The best way I can describe Little Park (Google maps) in Tribeca’s Smyth Hotel – is a stylish picnic.  One that you would plan for a date, somebody whose sensibilities include Soulcycle or design magazines and to whom you want to say, “hey, I do eat other things besides Shake Shack and fried chicken.”  Not that there’s anything wrong with that.

You bring her here to impress her with some beetroot risotto and the airy tempura of avocado squash & blossoms.  Sure, there are also duck and scallops on this picnic, because you want to ball out a little.  But those come later.  After you eat your vegetables like the cultural connoisseur you are (“za’atar is an ancient spice blend,” you will say, because you checked Wikipedia while she was in the bathroom).

Different from the way that Upland (Google Maps), in Gramercy, is also a picnic.  Your date might also enjoy Upland, and if she’s game to split the short rib for two or she goes fingers-first for the crispy duck wings, confit’d and crisped, slathered with yuzu kosho, then it’s time to consider getting more serious.

Both restaurants are lovely to look at, curving banquettes, rustic decor, particularly at Upland, where gingham and giant wash basins of plants evoke a much more pastoral scene than its corner of Gramercy might suggest.  Both chefs seem to have an affinity for vegetables, although the choices at Upland are heavier.

Little Park has a summer-y shaved snow pea salad, with crushed sunflower and mint, and a strong citrus dressing.  Upland on the other hand has fried hen-of-the-woods mushrooms.  The time before that: delectable fried artichoke hearts, dressed simply with lemon.  Little Park: the aforementioned squash tempura, with yogurt & cumin-charged zaa’atar.  Syrup-sweet strawberries with creamy burrata.

Upland: wine-red beets in a white chocolate sauce.  And some crispy motherfucking duck wings.

Both restaurants have a strong pasta game.  Little Park’s beetroot risotto is visually stunning and surprisingly savory, with little accentuating morsels of goat cheese and an earthy, deep sweetness.

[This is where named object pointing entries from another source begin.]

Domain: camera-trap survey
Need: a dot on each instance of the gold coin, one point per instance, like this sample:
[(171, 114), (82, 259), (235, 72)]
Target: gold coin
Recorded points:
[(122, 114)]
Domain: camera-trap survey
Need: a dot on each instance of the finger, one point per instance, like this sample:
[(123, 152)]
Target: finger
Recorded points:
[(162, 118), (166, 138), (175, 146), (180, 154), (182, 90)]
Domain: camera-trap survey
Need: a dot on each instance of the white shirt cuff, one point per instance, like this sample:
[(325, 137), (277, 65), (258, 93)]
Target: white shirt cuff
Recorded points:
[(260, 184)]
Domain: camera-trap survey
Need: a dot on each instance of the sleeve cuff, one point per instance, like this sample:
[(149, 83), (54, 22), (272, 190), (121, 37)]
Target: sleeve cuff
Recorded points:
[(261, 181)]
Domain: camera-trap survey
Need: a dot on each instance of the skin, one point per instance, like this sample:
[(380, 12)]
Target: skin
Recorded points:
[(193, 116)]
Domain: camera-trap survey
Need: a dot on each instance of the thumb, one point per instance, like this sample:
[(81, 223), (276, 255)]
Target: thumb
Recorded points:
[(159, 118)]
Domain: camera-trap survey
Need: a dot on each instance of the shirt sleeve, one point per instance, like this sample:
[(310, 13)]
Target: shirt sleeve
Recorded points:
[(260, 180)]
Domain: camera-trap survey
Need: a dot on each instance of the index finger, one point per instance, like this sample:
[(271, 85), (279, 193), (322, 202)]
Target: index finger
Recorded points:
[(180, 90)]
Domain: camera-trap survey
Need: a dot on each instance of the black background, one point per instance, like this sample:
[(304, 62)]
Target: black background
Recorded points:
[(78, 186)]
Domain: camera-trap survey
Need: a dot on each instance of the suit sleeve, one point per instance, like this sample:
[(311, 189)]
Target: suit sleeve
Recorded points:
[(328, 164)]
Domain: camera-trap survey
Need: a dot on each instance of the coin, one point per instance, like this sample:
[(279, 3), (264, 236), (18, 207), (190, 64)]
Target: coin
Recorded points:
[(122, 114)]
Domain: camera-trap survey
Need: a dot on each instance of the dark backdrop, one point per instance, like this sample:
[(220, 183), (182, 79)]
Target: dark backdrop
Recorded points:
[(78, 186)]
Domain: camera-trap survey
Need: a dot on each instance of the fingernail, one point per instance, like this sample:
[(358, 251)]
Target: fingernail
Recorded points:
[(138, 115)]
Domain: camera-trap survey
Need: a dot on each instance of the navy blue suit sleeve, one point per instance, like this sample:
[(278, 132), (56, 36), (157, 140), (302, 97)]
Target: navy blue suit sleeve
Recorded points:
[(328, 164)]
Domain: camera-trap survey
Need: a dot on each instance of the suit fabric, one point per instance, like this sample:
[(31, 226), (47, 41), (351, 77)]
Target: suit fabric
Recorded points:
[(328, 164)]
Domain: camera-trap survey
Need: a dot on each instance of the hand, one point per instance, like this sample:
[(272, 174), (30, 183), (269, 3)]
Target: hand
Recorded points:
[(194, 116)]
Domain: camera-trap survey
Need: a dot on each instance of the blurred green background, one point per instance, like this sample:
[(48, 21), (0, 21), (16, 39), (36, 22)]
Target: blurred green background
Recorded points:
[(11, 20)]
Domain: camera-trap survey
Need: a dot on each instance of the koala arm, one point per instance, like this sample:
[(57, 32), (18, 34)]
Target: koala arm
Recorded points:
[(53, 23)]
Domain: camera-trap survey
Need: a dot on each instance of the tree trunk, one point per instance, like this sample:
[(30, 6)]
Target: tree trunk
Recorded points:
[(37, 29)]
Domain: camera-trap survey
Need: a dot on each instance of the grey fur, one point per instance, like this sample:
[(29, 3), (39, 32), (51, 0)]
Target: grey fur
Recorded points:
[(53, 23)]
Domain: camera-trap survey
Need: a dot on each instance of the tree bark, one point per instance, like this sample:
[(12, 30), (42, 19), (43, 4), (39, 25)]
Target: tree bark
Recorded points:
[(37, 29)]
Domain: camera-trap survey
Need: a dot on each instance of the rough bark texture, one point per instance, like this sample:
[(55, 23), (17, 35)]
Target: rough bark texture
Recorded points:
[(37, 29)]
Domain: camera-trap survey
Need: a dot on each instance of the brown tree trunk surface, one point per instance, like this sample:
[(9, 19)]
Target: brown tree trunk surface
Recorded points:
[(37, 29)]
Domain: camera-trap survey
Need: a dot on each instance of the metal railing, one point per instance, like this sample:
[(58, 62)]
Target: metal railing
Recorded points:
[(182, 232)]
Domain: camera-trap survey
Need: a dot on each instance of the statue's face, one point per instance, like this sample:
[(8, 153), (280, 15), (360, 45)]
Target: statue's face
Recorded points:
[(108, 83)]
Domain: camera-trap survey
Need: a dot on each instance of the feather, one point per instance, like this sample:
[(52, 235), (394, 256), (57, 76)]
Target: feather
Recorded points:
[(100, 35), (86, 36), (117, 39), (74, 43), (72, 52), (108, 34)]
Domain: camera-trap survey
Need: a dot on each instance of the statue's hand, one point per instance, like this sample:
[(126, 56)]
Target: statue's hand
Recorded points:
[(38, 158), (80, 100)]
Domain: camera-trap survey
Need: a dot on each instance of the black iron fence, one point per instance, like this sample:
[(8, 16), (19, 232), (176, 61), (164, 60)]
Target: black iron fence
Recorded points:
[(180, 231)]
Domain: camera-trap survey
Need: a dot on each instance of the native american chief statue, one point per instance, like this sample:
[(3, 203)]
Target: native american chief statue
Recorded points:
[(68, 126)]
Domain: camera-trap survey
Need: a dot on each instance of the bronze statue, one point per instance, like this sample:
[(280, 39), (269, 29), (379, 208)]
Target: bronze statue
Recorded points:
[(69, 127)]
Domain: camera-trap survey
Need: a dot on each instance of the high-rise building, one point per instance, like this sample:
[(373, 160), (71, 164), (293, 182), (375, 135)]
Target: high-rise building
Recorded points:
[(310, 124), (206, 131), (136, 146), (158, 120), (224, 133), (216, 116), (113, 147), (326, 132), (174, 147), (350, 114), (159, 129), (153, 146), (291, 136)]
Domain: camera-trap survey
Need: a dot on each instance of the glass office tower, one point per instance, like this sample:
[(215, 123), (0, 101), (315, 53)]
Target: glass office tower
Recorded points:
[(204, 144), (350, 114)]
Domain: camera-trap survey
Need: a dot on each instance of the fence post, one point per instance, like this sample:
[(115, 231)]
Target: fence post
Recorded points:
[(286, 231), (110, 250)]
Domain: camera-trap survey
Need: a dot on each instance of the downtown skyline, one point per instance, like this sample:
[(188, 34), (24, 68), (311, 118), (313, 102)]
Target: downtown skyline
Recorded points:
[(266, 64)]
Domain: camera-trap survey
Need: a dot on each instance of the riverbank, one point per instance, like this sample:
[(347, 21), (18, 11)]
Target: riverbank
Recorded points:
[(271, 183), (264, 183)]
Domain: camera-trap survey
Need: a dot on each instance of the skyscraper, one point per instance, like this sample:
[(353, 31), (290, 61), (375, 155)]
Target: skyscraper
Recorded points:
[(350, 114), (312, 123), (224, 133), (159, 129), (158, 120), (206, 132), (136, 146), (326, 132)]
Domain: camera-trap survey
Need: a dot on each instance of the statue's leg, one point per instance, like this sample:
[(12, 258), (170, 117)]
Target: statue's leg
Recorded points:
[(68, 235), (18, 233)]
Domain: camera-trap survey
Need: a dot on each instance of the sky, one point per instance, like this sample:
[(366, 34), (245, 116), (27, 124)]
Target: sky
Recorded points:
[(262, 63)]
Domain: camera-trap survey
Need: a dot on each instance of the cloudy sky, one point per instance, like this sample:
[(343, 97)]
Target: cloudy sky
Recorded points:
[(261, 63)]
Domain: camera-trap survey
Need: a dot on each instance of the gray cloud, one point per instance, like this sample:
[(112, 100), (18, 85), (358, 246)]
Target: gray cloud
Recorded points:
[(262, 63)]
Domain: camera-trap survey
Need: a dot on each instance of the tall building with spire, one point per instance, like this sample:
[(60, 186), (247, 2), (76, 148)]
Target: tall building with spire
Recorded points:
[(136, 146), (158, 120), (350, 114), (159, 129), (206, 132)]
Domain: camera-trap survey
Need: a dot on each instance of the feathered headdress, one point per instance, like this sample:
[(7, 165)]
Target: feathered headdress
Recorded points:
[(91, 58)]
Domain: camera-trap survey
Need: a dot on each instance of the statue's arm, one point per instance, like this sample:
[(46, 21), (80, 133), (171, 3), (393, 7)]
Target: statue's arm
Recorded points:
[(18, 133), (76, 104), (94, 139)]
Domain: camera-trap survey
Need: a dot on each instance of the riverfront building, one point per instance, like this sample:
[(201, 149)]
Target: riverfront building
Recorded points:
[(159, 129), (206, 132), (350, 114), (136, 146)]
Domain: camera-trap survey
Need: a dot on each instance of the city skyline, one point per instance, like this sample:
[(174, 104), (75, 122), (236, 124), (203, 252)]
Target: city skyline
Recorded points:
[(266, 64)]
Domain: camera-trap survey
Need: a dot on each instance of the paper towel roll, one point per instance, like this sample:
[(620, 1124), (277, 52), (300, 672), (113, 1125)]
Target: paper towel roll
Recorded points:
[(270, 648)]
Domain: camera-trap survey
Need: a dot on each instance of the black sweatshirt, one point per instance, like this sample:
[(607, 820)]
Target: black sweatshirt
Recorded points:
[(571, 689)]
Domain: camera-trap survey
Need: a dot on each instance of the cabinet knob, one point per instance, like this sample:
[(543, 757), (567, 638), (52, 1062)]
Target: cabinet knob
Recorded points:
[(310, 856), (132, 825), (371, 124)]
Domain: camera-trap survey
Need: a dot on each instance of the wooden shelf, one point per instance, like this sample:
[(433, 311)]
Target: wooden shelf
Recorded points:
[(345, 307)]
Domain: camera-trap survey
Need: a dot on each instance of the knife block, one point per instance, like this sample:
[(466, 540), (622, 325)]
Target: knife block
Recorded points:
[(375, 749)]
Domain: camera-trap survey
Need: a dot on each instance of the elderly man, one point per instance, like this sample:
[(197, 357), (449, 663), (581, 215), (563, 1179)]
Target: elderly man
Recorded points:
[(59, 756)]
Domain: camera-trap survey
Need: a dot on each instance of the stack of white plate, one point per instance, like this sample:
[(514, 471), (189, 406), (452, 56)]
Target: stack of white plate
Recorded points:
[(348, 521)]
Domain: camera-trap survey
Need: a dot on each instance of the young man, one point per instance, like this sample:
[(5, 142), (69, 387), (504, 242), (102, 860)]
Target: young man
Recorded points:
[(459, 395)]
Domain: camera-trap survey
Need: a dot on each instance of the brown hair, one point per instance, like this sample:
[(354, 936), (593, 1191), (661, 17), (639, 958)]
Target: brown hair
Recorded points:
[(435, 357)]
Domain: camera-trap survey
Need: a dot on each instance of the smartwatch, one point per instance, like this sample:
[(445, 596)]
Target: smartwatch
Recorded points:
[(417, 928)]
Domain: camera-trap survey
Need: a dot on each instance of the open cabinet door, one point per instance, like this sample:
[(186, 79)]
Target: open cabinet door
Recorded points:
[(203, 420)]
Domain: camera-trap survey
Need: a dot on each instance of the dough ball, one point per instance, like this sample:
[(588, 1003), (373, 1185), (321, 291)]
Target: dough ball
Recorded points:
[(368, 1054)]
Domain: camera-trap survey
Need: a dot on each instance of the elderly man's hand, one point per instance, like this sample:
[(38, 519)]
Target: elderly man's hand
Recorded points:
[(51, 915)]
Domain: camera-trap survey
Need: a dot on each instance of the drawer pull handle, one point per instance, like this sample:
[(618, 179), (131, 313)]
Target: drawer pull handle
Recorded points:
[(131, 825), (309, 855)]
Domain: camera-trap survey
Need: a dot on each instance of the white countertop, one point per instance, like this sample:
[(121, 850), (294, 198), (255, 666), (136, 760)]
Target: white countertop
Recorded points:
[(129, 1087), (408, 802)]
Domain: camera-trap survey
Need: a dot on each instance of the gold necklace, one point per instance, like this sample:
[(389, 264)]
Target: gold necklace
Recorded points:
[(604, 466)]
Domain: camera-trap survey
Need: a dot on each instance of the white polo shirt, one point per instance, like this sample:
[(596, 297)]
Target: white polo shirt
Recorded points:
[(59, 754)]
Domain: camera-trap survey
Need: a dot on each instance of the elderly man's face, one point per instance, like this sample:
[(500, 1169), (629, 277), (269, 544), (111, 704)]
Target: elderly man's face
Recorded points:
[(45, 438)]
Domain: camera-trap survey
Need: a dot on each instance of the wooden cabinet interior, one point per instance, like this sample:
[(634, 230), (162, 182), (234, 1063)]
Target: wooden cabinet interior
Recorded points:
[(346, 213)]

An al dente extruded girandole pasta with duck ragu and fried herbs.  The bright red is not just for show.  Chef Smillie’s bucatini cacio e pepe is one of the best in the city.

They both do a wonderful Long Island duck.  Upland used fresh pitted cherries, while Little Park pickled theirs, and added some Swiss chard.  At Little Park, the roasted Lancaster County chicken was fine.  It was well-made, as were the seared scallops with chanterelles and brown butter.  The short rib we had at Upland was not as mindblowing as the version I’d eaten at Il Buco Alimentare, but still a hearty plate.

Hard to go wrong with either of these.